On 2025-05-23, Thomas Passin <li...@tompassin.net> wrote:

>> Alternatively look at the PATH envronment variable, which 
>> contains a list of directories separated by semicolons and which you can 
>> access as os.environ['PATH'] .
>
> There is really no reason for a config file to be on the system
> path.

On Unix/Linux I would _never_ expect a config file to be in the
PATH. PATH is for executables.  Executables and config files are not
stored together.  That's simply not how it's done on Unix. There is
sort of a traditional set of locations where applications look to find
a config file:

  $HOME/
  $HOME/.config/
  $HOME/.config/<appname>/
  /etc/
  /etc/<appname>/
  /usr/local/etc/
  /usr/local/etc/<appname>/
  <location specified by command line argument>
  <location specified by ENV variable>

The last two overried all of the others.

Config files that reside in $HOME/ usually start with a dot. Often
they end in 'rc'.  Config files in other directories usually don't
start with a dot.

There's usually an <appname> directory only when an app needs multiple
config files. If an app only has one config file, tradition is that
you don't need a directory for it.

Many applications will parse two config files: a global one from /etc
or /usr/local/ and a user-one from somewhere under $HOME.

However, it varies a lot from one application to another...

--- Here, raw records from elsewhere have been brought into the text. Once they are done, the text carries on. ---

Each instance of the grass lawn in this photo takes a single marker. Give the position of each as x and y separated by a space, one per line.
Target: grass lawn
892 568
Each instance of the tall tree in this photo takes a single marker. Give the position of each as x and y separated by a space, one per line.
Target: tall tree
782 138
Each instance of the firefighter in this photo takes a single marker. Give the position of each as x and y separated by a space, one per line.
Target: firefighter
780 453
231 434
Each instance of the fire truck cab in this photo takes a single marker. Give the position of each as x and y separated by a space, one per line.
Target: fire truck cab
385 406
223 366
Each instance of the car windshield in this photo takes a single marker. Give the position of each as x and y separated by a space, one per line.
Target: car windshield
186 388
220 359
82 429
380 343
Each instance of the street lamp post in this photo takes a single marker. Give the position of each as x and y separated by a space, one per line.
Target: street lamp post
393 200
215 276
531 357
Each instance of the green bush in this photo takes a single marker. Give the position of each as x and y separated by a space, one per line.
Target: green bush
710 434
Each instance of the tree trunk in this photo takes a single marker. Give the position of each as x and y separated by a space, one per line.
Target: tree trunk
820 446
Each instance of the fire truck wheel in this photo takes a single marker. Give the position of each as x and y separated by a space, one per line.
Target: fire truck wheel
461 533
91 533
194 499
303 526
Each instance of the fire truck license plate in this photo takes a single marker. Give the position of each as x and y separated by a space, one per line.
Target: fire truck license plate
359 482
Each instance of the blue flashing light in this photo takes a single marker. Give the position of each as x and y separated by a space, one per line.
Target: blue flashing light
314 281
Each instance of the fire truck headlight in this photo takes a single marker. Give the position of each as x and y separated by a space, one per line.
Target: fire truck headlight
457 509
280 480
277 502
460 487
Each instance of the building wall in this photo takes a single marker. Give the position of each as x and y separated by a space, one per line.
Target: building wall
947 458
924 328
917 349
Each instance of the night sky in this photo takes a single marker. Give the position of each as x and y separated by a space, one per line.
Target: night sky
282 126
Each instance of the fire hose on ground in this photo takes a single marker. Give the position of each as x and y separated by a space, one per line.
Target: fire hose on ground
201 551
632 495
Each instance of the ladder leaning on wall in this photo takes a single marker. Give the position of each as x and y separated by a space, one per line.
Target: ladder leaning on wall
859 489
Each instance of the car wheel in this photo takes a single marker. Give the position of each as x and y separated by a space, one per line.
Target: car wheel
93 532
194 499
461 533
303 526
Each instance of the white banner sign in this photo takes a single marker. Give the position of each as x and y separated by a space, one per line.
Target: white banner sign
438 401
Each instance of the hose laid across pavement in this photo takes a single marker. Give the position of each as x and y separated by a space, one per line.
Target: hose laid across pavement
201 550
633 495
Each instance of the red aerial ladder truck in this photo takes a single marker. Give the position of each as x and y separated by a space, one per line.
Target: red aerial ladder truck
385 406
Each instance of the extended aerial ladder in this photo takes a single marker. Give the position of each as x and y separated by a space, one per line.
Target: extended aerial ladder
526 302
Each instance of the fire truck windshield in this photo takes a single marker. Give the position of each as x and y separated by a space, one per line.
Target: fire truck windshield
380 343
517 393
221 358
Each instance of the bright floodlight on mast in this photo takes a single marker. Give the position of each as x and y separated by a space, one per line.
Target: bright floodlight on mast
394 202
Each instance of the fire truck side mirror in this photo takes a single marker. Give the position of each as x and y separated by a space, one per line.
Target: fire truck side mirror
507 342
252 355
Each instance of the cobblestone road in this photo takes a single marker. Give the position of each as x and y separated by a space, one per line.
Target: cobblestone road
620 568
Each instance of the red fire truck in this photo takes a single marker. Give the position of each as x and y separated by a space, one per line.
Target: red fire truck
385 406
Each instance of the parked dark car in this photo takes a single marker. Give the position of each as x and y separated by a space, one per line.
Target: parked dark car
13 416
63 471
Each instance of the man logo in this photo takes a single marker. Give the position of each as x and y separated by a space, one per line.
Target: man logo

> On Windows, if it's not in the program's home directory (or a subdir
> of it), then it's common to be in the user's home directory.  That's
> assuming the program is expected to have possibly different
> configurations for different users.
>
> Otherwise there's a \Users\Public directory (or [...]
>
> The most flexible plan would be to have the program look in all
> those likely places for its config file. For more flexibility - but
> this is unnecessarily complicated for many applications - have the
> program look first on the command line for the config directory,
> then for an environmental variable, then in those likely places.